Depth of Tissue-superficial: 4-6J/cm2
Deep: 10-12J/cm2 (Joules is the measurement of photon energy in J/cm2).
Apply laser therapy of 4,000J on the knee joint-anterior, medial, lateral, and posterior-while the patient actively flexes and extends the knee. You may also integrate passive range of motion if active is too painful. Joint motion while treating with laser therapy ensures all cells are exposed to the photon energy.
All joint-related laser therapy treatments should include active and passive ranges of motion to stimulate optimum effects of photon energy into target tissues.
Laser the proximal and distal rectus femoris, biceps femoris, and gastrocnemius in relationship to fascia trigger points. As per the kinetic chain protocol, assess and laser the ankle joint and hip joint in combination with other chosen modalities.

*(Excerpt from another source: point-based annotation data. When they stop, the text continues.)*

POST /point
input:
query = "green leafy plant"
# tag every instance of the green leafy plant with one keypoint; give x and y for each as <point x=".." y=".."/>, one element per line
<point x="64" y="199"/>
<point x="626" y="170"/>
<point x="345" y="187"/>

If incorporating manipulative therapies use laser therapy immediately prior, to assist with muscle relaxation and edema reduction. You may discover manipulative therapy will last longer, be more comfortable, and require fewer treatments. Most joint rehabilitation cases require 6 to 10 laser therapy sessions for maximum benefit, depending on the individual. Each case is different.
There is no cookie cutter program for pain syndromes. The history of each patient makes the program specific. The above dosage range is a good benchmark to begin with. Reassess after the fourth laser therapy session to document progress and the possible need for change in therapy protocols.